Remarks by Regent Printice Gary
Simkins Residence Hall Name Change
UT System Board of Regents Meeting
July 15, 2010
From time to time we are reminded of ugly periods in our nation’s history regarding civil rights by situations like this. When it happens, the question is what do you do about it. How does the community respond to these types of challenges?
I salute President Powers for taking very quick action to resolve what could have been a very divisive situation in setting up the 21-member advisory committee to consider the facts and to recommend appropriate actions. All of this was headed up very adeptly by Dr. Gregory Vincent, vice president for diversity and community engagement.
In my opinion, the process was thoughtful and expeditious and included input from all the key stakeholders — students, faculty, administrators, alumni and community representatives. Particularly I salute the students and their participation through the leadership of their student government organization. We also had input from the African American legislators, alumni and various community groups who were strongly in favor of a name change. The participants maintained a professional and rational demeanor throughout, which can be very difficult to do given an emotional issue like this, and they allowed the process to work.
Governor Rick Perry appointed me to the Board of Regents almost three years ago. During that time, I’ve had the opportunity to interact with students, faculty, administration, alumni and my fellow Regents. Based on those experiences, there was never any doubt in my mind as to what the outcome would be, and I am very pleased with the decision to change the name. The history behind the name is not in line with today’s University of Texas at Austin and its core values.

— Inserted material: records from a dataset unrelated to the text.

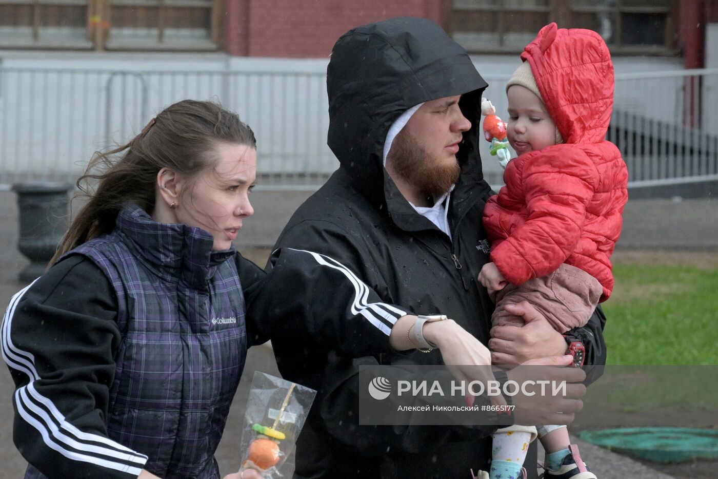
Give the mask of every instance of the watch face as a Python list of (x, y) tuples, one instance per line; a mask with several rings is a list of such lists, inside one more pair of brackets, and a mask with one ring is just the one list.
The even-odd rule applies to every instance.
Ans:
[(574, 368), (580, 368), (583, 365), (583, 351), (579, 350), (574, 354)]

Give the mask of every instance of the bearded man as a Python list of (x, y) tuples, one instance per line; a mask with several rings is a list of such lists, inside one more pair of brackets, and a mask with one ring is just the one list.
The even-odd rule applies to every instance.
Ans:
[[(339, 169), (284, 228), (266, 294), (248, 306), (271, 325), (282, 375), (318, 391), (294, 477), (468, 478), (472, 467), (487, 469), (495, 426), (360, 426), (358, 375), (362, 365), (484, 360), (461, 338), (484, 347), (493, 310), (477, 280), (490, 261), (482, 213), (492, 192), (477, 131), (486, 82), (438, 25), (399, 18), (340, 38), (327, 85)], [(564, 353), (544, 318), (528, 306), (516, 312), (533, 320), (493, 344), (495, 358), (518, 364)], [(417, 314), (453, 320), (423, 327), (438, 349), (398, 344), (410, 339), (408, 329), (396, 334), (398, 325), (415, 325)], [(598, 311), (572, 332), (587, 364), (605, 360), (603, 320)], [(444, 327), (454, 342), (436, 332), (442, 323), (456, 327)], [(292, 337), (300, 324), (316, 340)]]

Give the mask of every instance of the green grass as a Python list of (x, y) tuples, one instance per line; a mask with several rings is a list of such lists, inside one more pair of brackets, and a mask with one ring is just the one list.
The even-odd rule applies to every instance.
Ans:
[(718, 269), (617, 263), (613, 273), (607, 364), (718, 365)]

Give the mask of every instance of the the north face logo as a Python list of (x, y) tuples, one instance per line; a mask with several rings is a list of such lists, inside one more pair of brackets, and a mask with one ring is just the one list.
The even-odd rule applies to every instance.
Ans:
[(212, 318), (213, 324), (234, 324), (237, 322), (237, 318)]
[(491, 248), (490, 247), (489, 247), (489, 240), (482, 240), (481, 241), (479, 242), (479, 244), (476, 246), (476, 249), (482, 252), (485, 252), (487, 254), (491, 252)]

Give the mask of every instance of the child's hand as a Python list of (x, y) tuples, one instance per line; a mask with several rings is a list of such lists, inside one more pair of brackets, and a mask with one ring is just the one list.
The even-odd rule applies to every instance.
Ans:
[(489, 290), (489, 294), (500, 291), (506, 287), (508, 281), (493, 263), (487, 263), (479, 273), (479, 283)]

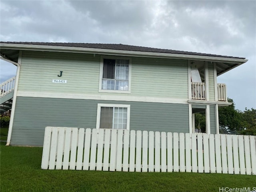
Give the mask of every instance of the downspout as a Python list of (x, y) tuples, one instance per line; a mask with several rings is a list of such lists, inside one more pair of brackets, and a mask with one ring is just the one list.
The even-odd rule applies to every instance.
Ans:
[(17, 72), (16, 74), (16, 80), (15, 80), (15, 85), (14, 86), (14, 92), (13, 93), (13, 99), (12, 100), (12, 112), (11, 113), (11, 118), (10, 120), (10, 124), (9, 124), (9, 129), (8, 130), (8, 136), (7, 136), (7, 140), (6, 142), (6, 146), (10, 145), (11, 142), (11, 138), (12, 137), (12, 126), (13, 125), (13, 120), (14, 116), (14, 112), (15, 111), (15, 106), (16, 106), (16, 100), (17, 97), (17, 92), (18, 90), (18, 84), (19, 81), (19, 77), (20, 75), (20, 68), (21, 64), (21, 57), (22, 56), (22, 51), (20, 50), (19, 53), (19, 58), (18, 60), (18, 63), (10, 60), (8, 60), (5, 58), (1, 58), (1, 59), (5, 61), (10, 62), (17, 66)]

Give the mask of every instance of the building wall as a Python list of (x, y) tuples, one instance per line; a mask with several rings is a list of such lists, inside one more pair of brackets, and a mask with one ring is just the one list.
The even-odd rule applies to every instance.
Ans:
[[(101, 56), (40, 51), (23, 52), (18, 91), (112, 95), (98, 92)], [(115, 96), (188, 98), (187, 61), (132, 58), (131, 94)], [(62, 76), (57, 75), (62, 71)], [(52, 79), (67, 83), (52, 82)]]
[(216, 114), (215, 106), (210, 106), (210, 125), (211, 133), (216, 134)]
[(213, 72), (213, 64), (208, 62), (209, 76), (209, 98), (211, 101), (215, 99), (214, 92), (214, 80)]
[(130, 130), (189, 131), (188, 104), (18, 97), (11, 144), (42, 146), (47, 126), (96, 128), (98, 103), (130, 105)]

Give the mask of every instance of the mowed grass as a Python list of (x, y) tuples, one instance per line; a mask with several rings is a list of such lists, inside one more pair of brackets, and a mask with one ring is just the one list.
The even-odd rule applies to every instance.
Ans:
[(1, 192), (219, 191), (255, 186), (256, 176), (42, 170), (42, 148), (0, 146)]
[(6, 141), (8, 135), (8, 126), (0, 128), (0, 140)]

Lastly, The University of Texas at Austin is not unique in this regard. I suspect there are numerous symbols of various types rooted in racial and ethnic hatred that dishonor university campuses and other institutions across America where the negative history of the symbol is not known. The difference is that we acquired specific knowledge of this situation. I believe we acted appropriately and further, on a positive note, took advantage of this opportunity to restate the university’s position regarding the importance of diversity and inclusiveness. Going forward I hope that we can now reflect on the progress made to date at the university, which has been significant, and renew our commitment toward furthering diversity and inclusiveness across The University of Texas System.